L’Inde envisagerait de commander des lots supplémentaires de systèmes de défense aérienne S-400 auprès de la Russie, après que ces armes se sont révélées très efficaces lors de l’Opération Sindoor, selon des sources proches du dossier.
Cette possible acquisition pourrait être abordée lors des discussions entre New Delhi et Moscou à l’occasion de la visite du président russe Vladimir Poutine en Inde prévue en décembre. En octobre 2018, l’Inde avait signé un contrat de 5 milliards de dollars avec la Russie pour l’achat de cinq unités du système de missiles sol-air S-400, malgré l’avertissement des États-Unis concernant d’éventuelles sanctions en vertu de la loi CAATSA (Countering America’s Adversaries Through Sanctions Act).
Trois escadrons de S-400 ont déjà été livrés à l’Inde.

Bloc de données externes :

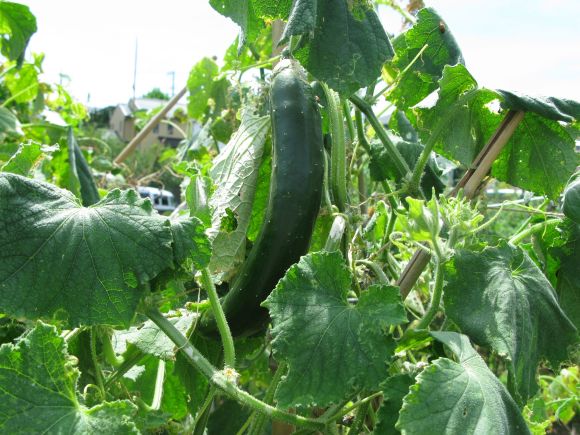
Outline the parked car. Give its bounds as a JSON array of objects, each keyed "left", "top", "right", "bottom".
[{"left": 137, "top": 186, "right": 177, "bottom": 213}]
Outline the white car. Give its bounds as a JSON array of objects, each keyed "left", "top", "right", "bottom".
[{"left": 137, "top": 186, "right": 177, "bottom": 212}]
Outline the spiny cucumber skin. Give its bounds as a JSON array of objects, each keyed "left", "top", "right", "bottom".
[{"left": 200, "top": 59, "right": 324, "bottom": 336}]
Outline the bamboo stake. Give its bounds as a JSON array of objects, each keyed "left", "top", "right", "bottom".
[
  {"left": 115, "top": 87, "right": 187, "bottom": 164},
  {"left": 397, "top": 110, "right": 525, "bottom": 300}
]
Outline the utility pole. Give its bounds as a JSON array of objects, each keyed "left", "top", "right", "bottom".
[
  {"left": 133, "top": 38, "right": 139, "bottom": 99},
  {"left": 167, "top": 71, "right": 175, "bottom": 97}
]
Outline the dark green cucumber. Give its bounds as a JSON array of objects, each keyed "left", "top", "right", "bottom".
[{"left": 200, "top": 59, "right": 324, "bottom": 336}]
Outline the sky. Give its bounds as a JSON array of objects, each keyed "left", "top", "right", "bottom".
[{"left": 22, "top": 0, "right": 580, "bottom": 107}]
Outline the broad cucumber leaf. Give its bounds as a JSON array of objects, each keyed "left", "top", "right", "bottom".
[
  {"left": 554, "top": 223, "right": 580, "bottom": 329},
  {"left": 114, "top": 310, "right": 198, "bottom": 360},
  {"left": 497, "top": 89, "right": 580, "bottom": 122},
  {"left": 386, "top": 8, "right": 463, "bottom": 109},
  {"left": 294, "top": 0, "right": 394, "bottom": 96},
  {"left": 416, "top": 65, "right": 578, "bottom": 198},
  {"left": 373, "top": 373, "right": 415, "bottom": 435},
  {"left": 4, "top": 63, "right": 39, "bottom": 103},
  {"left": 0, "top": 322, "right": 139, "bottom": 435},
  {"left": 0, "top": 142, "right": 58, "bottom": 177},
  {"left": 562, "top": 179, "right": 580, "bottom": 224},
  {"left": 0, "top": 1, "right": 36, "bottom": 60},
  {"left": 209, "top": 0, "right": 264, "bottom": 48},
  {"left": 263, "top": 252, "right": 406, "bottom": 408},
  {"left": 491, "top": 113, "right": 578, "bottom": 199},
  {"left": 0, "top": 173, "right": 207, "bottom": 326},
  {"left": 252, "top": 0, "right": 292, "bottom": 21},
  {"left": 208, "top": 110, "right": 270, "bottom": 279},
  {"left": 416, "top": 65, "right": 501, "bottom": 166},
  {"left": 279, "top": 0, "right": 318, "bottom": 44},
  {"left": 207, "top": 398, "right": 250, "bottom": 435},
  {"left": 444, "top": 242, "right": 577, "bottom": 403},
  {"left": 0, "top": 105, "right": 22, "bottom": 134},
  {"left": 397, "top": 332, "right": 530, "bottom": 435}
]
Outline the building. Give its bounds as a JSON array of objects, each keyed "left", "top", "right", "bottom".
[{"left": 109, "top": 98, "right": 187, "bottom": 147}]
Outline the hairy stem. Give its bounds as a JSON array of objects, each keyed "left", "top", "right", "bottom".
[
  {"left": 248, "top": 363, "right": 287, "bottom": 435},
  {"left": 201, "top": 268, "right": 236, "bottom": 368},
  {"left": 146, "top": 307, "right": 325, "bottom": 429},
  {"left": 357, "top": 260, "right": 389, "bottom": 284},
  {"left": 90, "top": 326, "right": 105, "bottom": 399},
  {"left": 350, "top": 94, "right": 411, "bottom": 181},
  {"left": 416, "top": 258, "right": 444, "bottom": 329},
  {"left": 509, "top": 219, "right": 561, "bottom": 245},
  {"left": 322, "top": 84, "right": 347, "bottom": 212}
]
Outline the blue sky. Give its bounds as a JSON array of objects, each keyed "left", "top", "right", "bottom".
[{"left": 23, "top": 0, "right": 580, "bottom": 106}]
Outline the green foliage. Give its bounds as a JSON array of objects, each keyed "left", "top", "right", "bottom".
[
  {"left": 562, "top": 179, "right": 580, "bottom": 224},
  {"left": 295, "top": 0, "right": 393, "bottom": 96},
  {"left": 208, "top": 110, "right": 270, "bottom": 277},
  {"left": 0, "top": 142, "right": 58, "bottom": 177},
  {"left": 0, "top": 174, "right": 207, "bottom": 325},
  {"left": 143, "top": 88, "right": 169, "bottom": 100},
  {"left": 0, "top": 322, "right": 139, "bottom": 435},
  {"left": 264, "top": 252, "right": 406, "bottom": 407},
  {"left": 386, "top": 8, "right": 463, "bottom": 109},
  {"left": 0, "top": 1, "right": 36, "bottom": 63},
  {"left": 397, "top": 332, "right": 529, "bottom": 435},
  {"left": 445, "top": 244, "right": 577, "bottom": 402},
  {"left": 0, "top": 0, "right": 580, "bottom": 435}
]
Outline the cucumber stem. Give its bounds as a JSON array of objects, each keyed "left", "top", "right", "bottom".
[
  {"left": 248, "top": 363, "right": 287, "bottom": 435},
  {"left": 201, "top": 268, "right": 236, "bottom": 368},
  {"left": 350, "top": 94, "right": 411, "bottom": 177},
  {"left": 415, "top": 258, "right": 444, "bottom": 329},
  {"left": 322, "top": 83, "right": 347, "bottom": 212}
]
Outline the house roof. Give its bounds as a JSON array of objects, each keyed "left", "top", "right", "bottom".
[{"left": 128, "top": 98, "right": 187, "bottom": 118}]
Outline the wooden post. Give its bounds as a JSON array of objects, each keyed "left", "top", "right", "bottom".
[
  {"left": 114, "top": 86, "right": 187, "bottom": 164},
  {"left": 397, "top": 110, "right": 525, "bottom": 300}
]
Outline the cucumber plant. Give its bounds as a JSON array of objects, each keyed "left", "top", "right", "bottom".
[{"left": 0, "top": 0, "right": 580, "bottom": 434}]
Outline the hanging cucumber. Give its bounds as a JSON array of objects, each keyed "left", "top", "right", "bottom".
[{"left": 199, "top": 59, "right": 324, "bottom": 336}]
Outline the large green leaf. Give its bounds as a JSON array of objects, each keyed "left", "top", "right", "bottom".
[
  {"left": 114, "top": 310, "right": 198, "bottom": 360},
  {"left": 373, "top": 373, "right": 415, "bottom": 435},
  {"left": 416, "top": 65, "right": 501, "bottom": 166},
  {"left": 264, "top": 252, "right": 406, "bottom": 408},
  {"left": 497, "top": 89, "right": 580, "bottom": 122},
  {"left": 208, "top": 110, "right": 270, "bottom": 279},
  {"left": 280, "top": 0, "right": 318, "bottom": 44},
  {"left": 0, "top": 1, "right": 36, "bottom": 60},
  {"left": 295, "top": 0, "right": 394, "bottom": 96},
  {"left": 444, "top": 243, "right": 576, "bottom": 402},
  {"left": 491, "top": 113, "right": 579, "bottom": 199},
  {"left": 0, "top": 322, "right": 138, "bottom": 435},
  {"left": 397, "top": 332, "right": 530, "bottom": 435},
  {"left": 416, "top": 65, "right": 578, "bottom": 198},
  {"left": 552, "top": 221, "right": 580, "bottom": 329},
  {"left": 0, "top": 173, "right": 208, "bottom": 326},
  {"left": 387, "top": 8, "right": 463, "bottom": 108},
  {"left": 0, "top": 142, "right": 58, "bottom": 177},
  {"left": 209, "top": 0, "right": 264, "bottom": 48}
]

Interrogé lors d’une conférence de presse sur une éventuelle commande supplémentaire, le chef d’état-major de l’armée de l’air indienne, le maréchal de l’air AP Singh, n’a pas donné de réponse directe. « Évidemment, cela a bien fonctionné. Il y a donc un besoin d’avoir davantage de ces systèmes ; il n’y a pas de limite au nombre que l’on peut acquérir », a-t-il déclaré, avant de préciser néanmoins : « Je préfère rester discret sur les plans, s’il s’agit d’acheter plus, en quelle quantité, etc. »
« C’est un système d’arme qui s’est avéré performant. Nous développons aussi notre propre système. Nous prendrons une décision en ce sens », a-t-il ajouté.
Le système S-400 a joué un rôle déterminant durant l’Opération Sindoor, menée récemment par les forces indiennes.
Selon les mêmes sources, l’Inde pourrait également envisager l’acquisition du système de missile S-500, la nouvelle génération russe, en complément du S-400.